Here are some of my insights:
Leaders avoid technical jargon.
They use one consistent term ('code'), not four.
They communicate convenience first and security second.
Process
Step 1 Understanding of the task
I started with empathy.
I used to run an online store myself, so I know firsthand how stressful it can be when something goes wrong during peak season. That experience helped me see business partners not as abstract “users,” but as people whose revenue depends on clarity and reliability.
Before making any changes, I studied how leading fintech platforms named and described their features — looking for natural, familiar terminology that business owners would immediately recognize.
Then I reviewed all active and in-development services, collecting texts from Figma, dashboards, and partner documentation to build a complete picture of the communication landscape.
Step 2 Finding problems and misunderstandings
Once I understood the context, I analyzed how partners interacted with each service — from setup and connection flows to payment and tipping modules.
I looked for places where wording or structure caused hesitation, errors, or unnecessary support requests.
The patterns became clear quickly:
Actions were described inconsistently — Connect, Activate, Turn on.
Confirmation dialogs were vague — users weren’t sure what would happen next.
Those inconsistencies weren’t cosmetic — they created real business risks.
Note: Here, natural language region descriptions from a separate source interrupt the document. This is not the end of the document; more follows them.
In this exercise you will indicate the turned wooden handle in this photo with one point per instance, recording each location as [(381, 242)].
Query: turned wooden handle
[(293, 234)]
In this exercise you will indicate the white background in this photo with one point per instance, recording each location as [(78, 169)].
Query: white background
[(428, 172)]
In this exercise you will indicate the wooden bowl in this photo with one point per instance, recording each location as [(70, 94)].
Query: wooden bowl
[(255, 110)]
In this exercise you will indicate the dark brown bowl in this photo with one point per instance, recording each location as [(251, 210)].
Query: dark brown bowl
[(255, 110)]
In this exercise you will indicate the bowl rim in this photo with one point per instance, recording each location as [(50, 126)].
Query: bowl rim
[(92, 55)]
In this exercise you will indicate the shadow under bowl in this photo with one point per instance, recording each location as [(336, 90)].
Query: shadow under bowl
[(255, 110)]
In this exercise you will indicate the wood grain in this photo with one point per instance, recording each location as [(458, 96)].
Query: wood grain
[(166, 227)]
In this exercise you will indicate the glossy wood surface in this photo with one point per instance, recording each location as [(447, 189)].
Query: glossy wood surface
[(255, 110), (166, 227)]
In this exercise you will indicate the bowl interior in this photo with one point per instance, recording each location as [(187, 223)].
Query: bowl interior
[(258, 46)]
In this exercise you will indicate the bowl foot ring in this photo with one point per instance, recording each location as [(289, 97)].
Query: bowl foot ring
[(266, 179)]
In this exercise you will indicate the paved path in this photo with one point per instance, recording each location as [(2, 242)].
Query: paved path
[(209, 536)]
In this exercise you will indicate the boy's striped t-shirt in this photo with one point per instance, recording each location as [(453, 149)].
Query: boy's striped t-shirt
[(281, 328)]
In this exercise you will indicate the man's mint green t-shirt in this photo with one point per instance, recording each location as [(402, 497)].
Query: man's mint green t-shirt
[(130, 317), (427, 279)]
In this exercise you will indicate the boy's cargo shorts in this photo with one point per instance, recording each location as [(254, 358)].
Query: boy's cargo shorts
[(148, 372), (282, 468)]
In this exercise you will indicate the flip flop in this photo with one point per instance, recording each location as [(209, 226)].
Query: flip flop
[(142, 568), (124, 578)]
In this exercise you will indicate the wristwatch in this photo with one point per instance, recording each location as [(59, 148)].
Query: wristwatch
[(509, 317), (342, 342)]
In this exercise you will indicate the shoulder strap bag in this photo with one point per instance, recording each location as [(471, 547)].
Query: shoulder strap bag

A partner could disable a module by accident and lose payments for hours or days.
That insight became the starting point for building a unified and predictable communication system.
I’ve been in that situation myself — when one vague setting cost me a weekend of lost sales. That’s why I’m obsessed with making sure every word in a business interface works as clearly as a switch: on means on, off means off.
Step 3 Crafting clarity and confidence
Once the core problems were defined, I focused on rebuilding confidence into every interaction.
My goal wasn’t just to make things clear — it was to make them feel trustworthy.
I reviewed all texts — buttons, warnings, tooltips, and settings — and created a shared system where each term had one unambiguous meaning.
Unified key actions: simplified activation and management verbs across all services.
Improved confirmations: replaced vague prompts like “Are you sure you want to remove this service?” with calm, confident phrasing — “Delete service X?”
Consistent microcopy patterns: aligned the tone and structure of toggles, modals, and alerts so that partners always knew what to expect.
Clear and coherent messages prevent any misclicks
I wanted the interface to sound like a competent colleague — calm, clear, and never in a hurry. Someone who earns trust, not demands it.
Step 4. Scaling clarity
To make the new system sustainable, I documented the key patterns and created compact writing guides for designers and developers.
I worked with engineers to standardize message keys for recurring states (errors, validations, confirmations) and ensured that new products would automatically follow the same logic.
I also added these principles to our internal wiki — turning ad-hoc writing into a reusable system.
Impact
The results were immediate and long-lasting:
New services started using consistent language without additional help.
Cross-team misunderstandings decreased.
Partner onboarding became smoother and required less support.
The platform began to sound and feel cohesive, even as the product lineup kept expanding.
Reflection
This project reminded me that language is infrastructure. When it’s clear and consistent, everything else moves faster.
UX writing in B2B fintech isn’t about “pretty words” — it’s about trust, predictability, and risk reduction.
And the real success is when teams start using your principles naturally, without even realizing it.